After spending hundreds of millions of dollars trying to eradicate the fields of poppies that produce opium in Afghanistan, the U.S. suddenly announced in June that, in the words of special AfPak envoy Richard Holbrooke, "eradication is a waste of money." Instead, NATO and Afghan forces are trying to focus on the nexus between the opium trade and Taliban financing. Nobody has watched these developments more closely than Antonio Maria Costa, head of the Vienna-based U.N. Office on Drugs and Crime. A frequent visitor to Afghanistan himself, he also has a staff of some 360 locals "crisscrossing the country," tracking the growth and sale of narcotics. In a series of interviews with NEWSWEEK's Christopher Dickey before the recent election in Afghanistan, Costa talked about the surprising drug story behind the war story there. Excerpts:

Why give up on poppy eradication?
Last year the Afghan government eradicated 5,000 hectares of about 159,000 that were cultivated. More than 70 military and militia men were killed, and a couple of hundred million dollars were spent—tens of thousands of dollars per hectare—to destroy 3 percent of the crop. Eradication is supposed to have a double function: first, to reduce cultivation; and, second, to deter farmers from planting. But nobody is deterred by a 3 percent risk. The money would be better spent on development assistance like hospitals and schools.

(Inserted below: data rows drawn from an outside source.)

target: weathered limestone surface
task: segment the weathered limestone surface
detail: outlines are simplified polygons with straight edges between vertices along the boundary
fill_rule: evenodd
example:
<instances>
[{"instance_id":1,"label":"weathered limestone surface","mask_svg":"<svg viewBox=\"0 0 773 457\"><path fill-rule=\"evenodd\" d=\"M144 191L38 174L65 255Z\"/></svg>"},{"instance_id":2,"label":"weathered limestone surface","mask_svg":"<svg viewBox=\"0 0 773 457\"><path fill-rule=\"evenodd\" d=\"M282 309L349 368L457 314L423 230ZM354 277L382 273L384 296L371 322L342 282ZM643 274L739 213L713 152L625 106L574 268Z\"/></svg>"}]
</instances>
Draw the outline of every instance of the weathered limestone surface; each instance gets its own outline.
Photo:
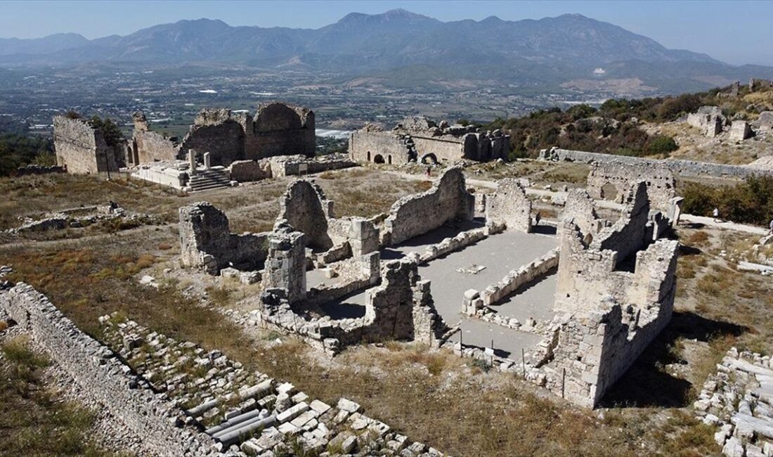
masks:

You've suggested Afghanistan produces much more opium than the world actually consumes.
Oh, yes. Since 2005 the Afghans have cultivated almost twice world demand. The bottom should have fallen out of the opium market. But it hasn't. Prices are back down to where they were a decade ago, but they should be much lower considering the amount of opium being produced. That suggests that a lot of opium is not reaching the market. We have been wondering where it is. Now, in a number of military operations in the southern provinces, NATO troops have found huge amounts, which is evidence that the Taliban have been sitting on huge stockpiles. I can report—and this is breaking news—that opium cultivation and production fell for the second year in a row in 2009. But again this year, supply exceeds demand. Someone is hoarding 10,000 tons of opium—enough to satisfy two years of world heroin addiction, or three years of morphine prescription. Where and why? We don't know. But it's strange and potentially dangerous.

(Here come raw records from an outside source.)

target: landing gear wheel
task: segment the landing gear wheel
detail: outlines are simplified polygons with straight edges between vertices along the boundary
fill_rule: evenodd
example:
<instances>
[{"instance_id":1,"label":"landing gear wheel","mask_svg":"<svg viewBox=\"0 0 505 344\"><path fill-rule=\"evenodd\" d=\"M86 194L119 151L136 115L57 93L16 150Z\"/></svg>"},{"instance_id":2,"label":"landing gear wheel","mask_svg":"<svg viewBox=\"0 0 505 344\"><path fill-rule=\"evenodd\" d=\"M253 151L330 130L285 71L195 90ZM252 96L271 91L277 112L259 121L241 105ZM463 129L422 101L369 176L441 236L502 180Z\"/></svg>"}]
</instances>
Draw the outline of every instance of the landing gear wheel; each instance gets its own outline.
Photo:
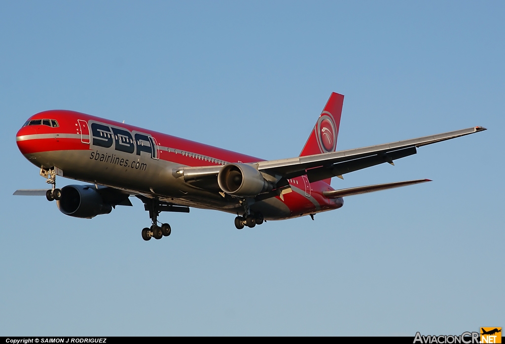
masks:
<instances>
[{"instance_id":1,"label":"landing gear wheel","mask_svg":"<svg viewBox=\"0 0 505 344\"><path fill-rule=\"evenodd\" d=\"M53 190L47 190L45 192L45 198L48 201L54 201L55 199L53 197Z\"/></svg>"},{"instance_id":2,"label":"landing gear wheel","mask_svg":"<svg viewBox=\"0 0 505 344\"><path fill-rule=\"evenodd\" d=\"M145 241L148 241L151 240L151 235L150 233L149 233L149 232L150 232L150 230L148 228L144 228L142 230L142 239L145 240Z\"/></svg>"},{"instance_id":3,"label":"landing gear wheel","mask_svg":"<svg viewBox=\"0 0 505 344\"><path fill-rule=\"evenodd\" d=\"M153 231L153 236L157 240L159 240L163 238L163 233L161 231L161 227L158 227L156 224L151 226L151 231Z\"/></svg>"},{"instance_id":4,"label":"landing gear wheel","mask_svg":"<svg viewBox=\"0 0 505 344\"><path fill-rule=\"evenodd\" d=\"M256 225L256 219L252 215L249 215L245 218L245 224L249 228L252 228Z\"/></svg>"},{"instance_id":5,"label":"landing gear wheel","mask_svg":"<svg viewBox=\"0 0 505 344\"><path fill-rule=\"evenodd\" d=\"M168 223L163 223L161 225L161 233L163 234L164 237L168 237L172 233L172 228Z\"/></svg>"},{"instance_id":6,"label":"landing gear wheel","mask_svg":"<svg viewBox=\"0 0 505 344\"><path fill-rule=\"evenodd\" d=\"M62 198L62 191L59 189L53 190L53 198L57 201L59 201Z\"/></svg>"},{"instance_id":7,"label":"landing gear wheel","mask_svg":"<svg viewBox=\"0 0 505 344\"><path fill-rule=\"evenodd\" d=\"M255 218L256 219L256 224L261 224L263 223L263 215L261 213L259 213L255 215Z\"/></svg>"},{"instance_id":8,"label":"landing gear wheel","mask_svg":"<svg viewBox=\"0 0 505 344\"><path fill-rule=\"evenodd\" d=\"M235 226L237 230L241 230L244 227L244 218L242 216L237 216L235 218Z\"/></svg>"}]
</instances>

Prices dropped last year to about half what they were in 2005, and there are signs the Taliban are hoarding to try to corner the market. at one point you suggested they might actually have tried to discourage poppy cultivation themselves to bolster the prices of their opium reserves.
Recent NATO military operations are showing us that the Taliban are much closer to running the business than we thought. NATO has been seizing precursors, seeds, opium, laboratory equipment, arms, pickup trucks—all sorts of insurgent equipment in drug markets and warehouses that have been attacked. All of this suggests the insurgents are very heavily involved in the trading itself. This is, in a sense, surprising. We had thought they were just taking a cut of about 10 percent. We believed that they were motivated, basically, by religious and political extremism. But it looks like they are actually doing it for the money. Whether it's for themselves, or whether it's to finance Taliban crime cartels or their cause around the world, this is very hard to say. But I think it deserves very close scrutiny. We may be witnessing the birth of Afghan narco-cartels.

How much money are we talking about?
Wholesale in Afghanistan alone was about $3 billion last year. Worldwide retail—what's sold on the streets of Naples or Marseilles or London—was about $52 billion.

Where's the biggest group of consumers?
Iran. It has a very high addiction rate: the Iranian government says a couple of million people; we say up to 3 million people—6 percent of the population. They do opiates in general, with a lot of morphine and heroin.